In other cases, the seller’s claim that a skeleton came from a medical collection might hide an even more disturbing truth. Huffer and Graham performed ancestry estimation on a sampling of images of skulls advertised for sale online. (Different populations have statistically similar measurements between “landmarks” on the skull; thus, scientists can use statistical comparison to estimate the probability that a skull comes from a certain population.) In only a quarter of the cases did their analysis strongly support what the vendors were claiming about the source of the skull. It is unlikely that any of the skulls they claimed to be European actually were.
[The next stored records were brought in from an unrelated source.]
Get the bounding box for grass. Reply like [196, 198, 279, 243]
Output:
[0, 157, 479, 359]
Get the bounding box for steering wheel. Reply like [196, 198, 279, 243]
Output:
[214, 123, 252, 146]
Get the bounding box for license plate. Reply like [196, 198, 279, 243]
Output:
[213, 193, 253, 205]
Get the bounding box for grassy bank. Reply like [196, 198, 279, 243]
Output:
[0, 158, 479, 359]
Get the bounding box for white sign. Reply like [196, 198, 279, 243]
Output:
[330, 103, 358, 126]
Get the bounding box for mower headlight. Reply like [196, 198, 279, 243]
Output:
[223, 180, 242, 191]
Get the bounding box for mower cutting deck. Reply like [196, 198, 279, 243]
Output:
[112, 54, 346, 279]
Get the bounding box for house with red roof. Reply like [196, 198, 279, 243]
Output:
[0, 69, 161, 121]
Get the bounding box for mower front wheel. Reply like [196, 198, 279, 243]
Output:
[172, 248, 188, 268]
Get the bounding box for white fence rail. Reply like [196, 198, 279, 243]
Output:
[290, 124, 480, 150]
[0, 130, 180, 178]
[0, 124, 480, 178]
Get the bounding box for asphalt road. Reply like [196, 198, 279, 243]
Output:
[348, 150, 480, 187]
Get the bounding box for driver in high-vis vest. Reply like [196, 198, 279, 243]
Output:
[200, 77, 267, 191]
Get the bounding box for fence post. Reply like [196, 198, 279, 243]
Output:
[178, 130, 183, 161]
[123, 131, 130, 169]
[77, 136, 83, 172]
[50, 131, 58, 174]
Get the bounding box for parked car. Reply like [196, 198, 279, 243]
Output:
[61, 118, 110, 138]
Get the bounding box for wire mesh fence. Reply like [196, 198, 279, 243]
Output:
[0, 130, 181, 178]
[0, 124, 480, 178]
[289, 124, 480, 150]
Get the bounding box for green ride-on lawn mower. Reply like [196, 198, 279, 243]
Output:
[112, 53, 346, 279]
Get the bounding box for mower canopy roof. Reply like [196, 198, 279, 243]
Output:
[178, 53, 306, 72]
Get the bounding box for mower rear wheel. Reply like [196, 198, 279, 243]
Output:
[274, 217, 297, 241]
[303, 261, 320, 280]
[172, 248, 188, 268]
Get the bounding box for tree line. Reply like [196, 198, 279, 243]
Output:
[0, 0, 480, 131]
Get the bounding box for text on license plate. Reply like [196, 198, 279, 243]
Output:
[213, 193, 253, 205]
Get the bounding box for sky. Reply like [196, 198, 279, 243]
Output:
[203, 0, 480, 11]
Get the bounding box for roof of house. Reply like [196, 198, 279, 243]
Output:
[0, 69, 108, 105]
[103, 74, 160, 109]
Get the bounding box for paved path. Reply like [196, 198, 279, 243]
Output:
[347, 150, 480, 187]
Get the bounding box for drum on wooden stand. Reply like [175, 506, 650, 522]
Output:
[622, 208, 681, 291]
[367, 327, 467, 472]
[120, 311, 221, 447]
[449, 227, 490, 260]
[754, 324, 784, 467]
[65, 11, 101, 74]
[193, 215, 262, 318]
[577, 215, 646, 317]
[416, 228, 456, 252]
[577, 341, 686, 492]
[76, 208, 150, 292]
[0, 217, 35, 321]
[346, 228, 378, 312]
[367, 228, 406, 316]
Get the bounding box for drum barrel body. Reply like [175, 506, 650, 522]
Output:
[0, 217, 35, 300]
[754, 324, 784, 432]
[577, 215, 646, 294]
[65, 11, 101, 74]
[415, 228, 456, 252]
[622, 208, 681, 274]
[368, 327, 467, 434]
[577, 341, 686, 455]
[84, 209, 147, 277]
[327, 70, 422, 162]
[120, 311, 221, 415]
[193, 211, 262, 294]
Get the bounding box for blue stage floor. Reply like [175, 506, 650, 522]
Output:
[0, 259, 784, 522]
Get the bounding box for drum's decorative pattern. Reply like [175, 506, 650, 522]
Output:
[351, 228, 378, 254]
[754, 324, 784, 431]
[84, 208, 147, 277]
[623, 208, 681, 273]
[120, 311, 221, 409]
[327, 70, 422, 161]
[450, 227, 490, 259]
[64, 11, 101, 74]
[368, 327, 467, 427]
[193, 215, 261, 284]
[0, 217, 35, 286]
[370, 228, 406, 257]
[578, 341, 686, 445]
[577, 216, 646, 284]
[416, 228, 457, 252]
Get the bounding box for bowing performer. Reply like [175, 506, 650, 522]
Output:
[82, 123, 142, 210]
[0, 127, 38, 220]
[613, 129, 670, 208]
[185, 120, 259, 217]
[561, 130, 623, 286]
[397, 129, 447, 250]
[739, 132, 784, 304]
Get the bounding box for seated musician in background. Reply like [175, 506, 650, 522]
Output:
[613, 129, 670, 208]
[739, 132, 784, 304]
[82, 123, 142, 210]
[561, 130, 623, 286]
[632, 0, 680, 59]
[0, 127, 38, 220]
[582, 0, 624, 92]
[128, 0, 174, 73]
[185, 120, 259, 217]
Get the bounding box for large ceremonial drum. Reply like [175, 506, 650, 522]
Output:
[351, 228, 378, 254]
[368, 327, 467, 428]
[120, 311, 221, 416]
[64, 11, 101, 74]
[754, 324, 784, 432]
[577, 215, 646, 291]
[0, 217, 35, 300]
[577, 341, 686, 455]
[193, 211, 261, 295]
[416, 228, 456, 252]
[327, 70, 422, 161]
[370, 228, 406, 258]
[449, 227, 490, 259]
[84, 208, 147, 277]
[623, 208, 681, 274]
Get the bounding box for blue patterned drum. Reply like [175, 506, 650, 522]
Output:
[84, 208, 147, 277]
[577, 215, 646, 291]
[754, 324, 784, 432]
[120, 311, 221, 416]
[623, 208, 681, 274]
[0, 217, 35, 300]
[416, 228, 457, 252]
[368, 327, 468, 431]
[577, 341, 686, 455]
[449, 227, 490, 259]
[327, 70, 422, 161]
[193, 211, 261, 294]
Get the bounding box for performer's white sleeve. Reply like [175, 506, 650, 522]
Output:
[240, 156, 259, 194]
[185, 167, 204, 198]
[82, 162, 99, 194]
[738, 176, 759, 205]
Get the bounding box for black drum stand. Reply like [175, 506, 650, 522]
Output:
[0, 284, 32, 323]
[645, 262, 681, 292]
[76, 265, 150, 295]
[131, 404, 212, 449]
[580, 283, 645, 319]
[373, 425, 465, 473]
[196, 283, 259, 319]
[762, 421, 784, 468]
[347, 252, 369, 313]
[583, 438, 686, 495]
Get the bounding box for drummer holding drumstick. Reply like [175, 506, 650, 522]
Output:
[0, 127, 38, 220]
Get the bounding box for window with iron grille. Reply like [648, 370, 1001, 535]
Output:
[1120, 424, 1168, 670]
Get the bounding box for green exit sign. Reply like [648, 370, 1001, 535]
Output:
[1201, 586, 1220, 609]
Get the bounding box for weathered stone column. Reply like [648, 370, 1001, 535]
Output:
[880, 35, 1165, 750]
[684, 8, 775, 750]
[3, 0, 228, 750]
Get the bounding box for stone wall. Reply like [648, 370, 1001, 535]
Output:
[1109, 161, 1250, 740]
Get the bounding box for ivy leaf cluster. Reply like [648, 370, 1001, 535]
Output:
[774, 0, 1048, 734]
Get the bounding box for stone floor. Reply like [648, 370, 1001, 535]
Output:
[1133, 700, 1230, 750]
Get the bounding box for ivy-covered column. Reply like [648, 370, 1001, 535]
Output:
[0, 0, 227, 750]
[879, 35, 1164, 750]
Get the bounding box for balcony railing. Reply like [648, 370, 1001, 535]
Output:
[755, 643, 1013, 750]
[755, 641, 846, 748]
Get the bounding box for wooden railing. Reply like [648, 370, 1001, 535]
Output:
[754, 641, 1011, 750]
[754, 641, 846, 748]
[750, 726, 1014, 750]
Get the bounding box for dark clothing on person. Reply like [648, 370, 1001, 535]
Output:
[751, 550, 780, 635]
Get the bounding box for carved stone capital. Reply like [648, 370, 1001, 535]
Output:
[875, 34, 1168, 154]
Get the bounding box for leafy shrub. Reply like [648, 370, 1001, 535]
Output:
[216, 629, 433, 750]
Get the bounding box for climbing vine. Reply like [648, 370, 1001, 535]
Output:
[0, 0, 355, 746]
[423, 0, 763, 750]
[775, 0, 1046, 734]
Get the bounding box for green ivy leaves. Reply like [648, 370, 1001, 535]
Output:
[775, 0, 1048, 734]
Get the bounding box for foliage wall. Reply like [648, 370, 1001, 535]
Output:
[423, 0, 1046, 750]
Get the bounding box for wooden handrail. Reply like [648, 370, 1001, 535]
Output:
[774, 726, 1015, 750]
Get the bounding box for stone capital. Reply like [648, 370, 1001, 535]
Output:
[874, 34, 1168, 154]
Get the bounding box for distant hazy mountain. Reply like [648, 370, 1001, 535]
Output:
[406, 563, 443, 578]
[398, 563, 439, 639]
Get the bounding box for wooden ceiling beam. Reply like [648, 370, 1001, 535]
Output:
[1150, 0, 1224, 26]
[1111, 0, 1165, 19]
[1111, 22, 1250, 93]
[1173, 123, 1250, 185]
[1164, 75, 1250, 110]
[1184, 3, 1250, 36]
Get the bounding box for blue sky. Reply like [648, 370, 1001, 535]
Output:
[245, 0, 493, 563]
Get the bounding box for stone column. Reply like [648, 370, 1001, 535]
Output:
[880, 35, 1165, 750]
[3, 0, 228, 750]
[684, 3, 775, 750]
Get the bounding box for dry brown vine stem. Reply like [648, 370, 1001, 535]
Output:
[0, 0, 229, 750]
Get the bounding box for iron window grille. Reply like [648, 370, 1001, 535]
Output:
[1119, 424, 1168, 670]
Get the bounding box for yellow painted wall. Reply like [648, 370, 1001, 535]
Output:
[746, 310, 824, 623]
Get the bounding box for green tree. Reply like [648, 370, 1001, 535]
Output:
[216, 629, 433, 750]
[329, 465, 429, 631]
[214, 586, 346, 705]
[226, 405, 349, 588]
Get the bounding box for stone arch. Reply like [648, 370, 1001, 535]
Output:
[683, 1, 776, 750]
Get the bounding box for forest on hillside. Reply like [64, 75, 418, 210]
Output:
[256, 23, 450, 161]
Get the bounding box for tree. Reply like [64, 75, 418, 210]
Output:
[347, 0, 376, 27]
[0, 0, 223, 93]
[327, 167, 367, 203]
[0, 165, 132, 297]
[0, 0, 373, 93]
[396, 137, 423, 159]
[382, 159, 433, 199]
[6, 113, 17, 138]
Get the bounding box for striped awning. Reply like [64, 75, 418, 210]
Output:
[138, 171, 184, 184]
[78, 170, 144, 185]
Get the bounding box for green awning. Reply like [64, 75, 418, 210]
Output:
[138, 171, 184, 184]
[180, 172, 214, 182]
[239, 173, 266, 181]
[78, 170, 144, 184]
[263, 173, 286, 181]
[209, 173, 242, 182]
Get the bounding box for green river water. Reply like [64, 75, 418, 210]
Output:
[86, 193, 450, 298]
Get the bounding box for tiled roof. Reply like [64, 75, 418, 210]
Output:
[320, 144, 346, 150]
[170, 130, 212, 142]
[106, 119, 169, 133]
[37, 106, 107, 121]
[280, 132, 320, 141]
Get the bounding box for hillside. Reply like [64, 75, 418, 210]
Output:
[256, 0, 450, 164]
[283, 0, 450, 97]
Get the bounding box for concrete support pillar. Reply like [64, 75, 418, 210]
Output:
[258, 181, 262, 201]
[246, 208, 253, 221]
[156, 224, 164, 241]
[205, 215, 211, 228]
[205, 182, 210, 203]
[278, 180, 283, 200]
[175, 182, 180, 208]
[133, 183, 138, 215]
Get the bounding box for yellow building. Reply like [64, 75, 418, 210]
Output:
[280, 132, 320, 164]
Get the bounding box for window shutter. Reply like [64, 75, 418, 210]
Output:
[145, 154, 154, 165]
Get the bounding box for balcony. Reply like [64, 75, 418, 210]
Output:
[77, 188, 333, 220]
And in a quarter of the cases, the analysis suggested that the remains were those of Native Americans.

It was only in 1990 that the Native American Graves Protection and Repatriation Act (NAGPRA) made it a felony to buy, sell, or otherwise profit from Native American human remains. No wonder sellers are not eager to describe the bones they sell as such. But the amount of misclassification uncovered by Huffer and Graham means no one should believe their breezy claims about legality. 

The situation for non-Native remains is harder to summarize, since it depends on local laws. (Here’s a collection organized by state.) Nearly all these laws predate the existence of the internet; Huffer and Graham note that legislation “struggles to keep pace” with phenomena such as a skeletal guitar.

Yet in some jurisdictions, the law seems clear and captious enough to prohibit the trade. In New York, for instance, it is a misdemeanor to purchase a body or body part for any purpose other than burial. But the existence in Brooklyn of a commercial “museum” with a wall hung with spinal columns is just one of the signs that few prosecutors have prioritized applying existing law. Online sellers can continue to operate openly, trading tips about legal loopholes with one another and creating an impression among potential customers that the trade is perfectly legal.

Throughout These Were People Once, Huffer and Graham’s careful prose is as respectful of the living as the dead. Rather than excoriating buyers and sellers, they seek to understand their beliefs and motivations. The most vehement they get is when discussing the failure of scholars: “We write for each other, we publish behind paywalls, and in the absence of accessible (in every sense) writing, people turn to the material that is available.” Like pseudoarchaeology, the human remains trade arises in part when our wonder at the world is captured and twisted for profit.

Huffer and Graham urge their readers never to purchase human remains, to report their sellers to relevant authorities, and to fight the exoticizing tales woven about these remains by telling the hard stories about their likely origins. In the end, they want to change our understanding of what we see when a skull pops up on one of our feeds.

These Were People Once: The Online Trade in Human Remains and Why It Matters (2023) by Damien Huffer and Shawn Graham is published by Berghahn Books and available online and at independent booksellers.